Easter has always been a fun time of year as it signifies the start of a new season, new beginnings and allows people an outlet to be creative by decorating Easter eggs. As a child, I always enjoyed decorating them. Some years, the level of creativity varied with just dying the eggs and slapping stickers on them. Other years, I got much more elaborate with multiple colors, glitter, and detail. I am pretty sure that some of my earlier works of Easter egg art are still in the basement of my parents house.
To Blow or Not to Blow
Now don’t get your knickers in a knot. This is a legitimate question that needs to be decided prior to starting the decorating stage. The two common methods of preparing the eggs include boiling them or blowing them out. If the eggs are boiled, the preparation time is significantly less but they do have a short shelf life as the eggs will spoil. Alternatively, if you choose to blow the out the eggs, it takes a lot of energy and breath but they will last for years to come. Here is a helpful video to show you how to blow out the eggs. I chose the latter and spent a couple of hours getting a good respiratory workout and ensured that I will be able to preserve my Easter eggs.
Ready to Dye
A few weeks back, I impulsively purchased an Easter egg decorating kit while waiting in line at Walmart. That is truthfully what kickstarted my idea to get in touch with my inner child and to dye eggs this year. Basic food coloring from the grocery store would also be sufficient to color the eggs. I dropped a color tablet into a silver mixing bowl, and added some hot water and a splash of vinegar. The little cardboard egg holders that came with the decorating kit proved to be useful, as I put the eggs in there to dry.
Sometimes it is More Powerful to Remain Understated
My fashion style has become much more modern and minimalist. The idea of sparkles, glitz, glam and craziness just didn’t speak to me. I decided that I wanted to try and create an ombre effect. To do this, I left each egg in the dye for different increments of time to allow the dye to soak into the egg accordingly. My first egg was left in for 1 minute, the second egg was left in for 3 minutes and the last one was left in for 8 minutes. A big key is to continuously rotate the egg while it is submerged in the dye so that discoloured spots don’t appear from where your hands would be placed. I am semi-pleased with the results of mine. I just didn’t have the breath or energy to blow out more eggs to give it a second try.

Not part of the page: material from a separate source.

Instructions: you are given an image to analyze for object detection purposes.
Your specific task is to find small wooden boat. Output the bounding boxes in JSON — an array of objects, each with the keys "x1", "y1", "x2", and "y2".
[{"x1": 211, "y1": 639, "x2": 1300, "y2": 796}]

Regardless how your eggs turn out, they will be awesome and you know that you did it yourself for a true DIY! The other good takeaway about decorating Easter eggs is that there is no correct way of doing it. If something doesn’t quite turn out as expected, improvise and use some creativity to change it. Worse case, you can always turn the egg onto a different side and only display part of it. Check out my finished display below. I would love to see other people’s works of art. Happy Easter and happy egg decorating!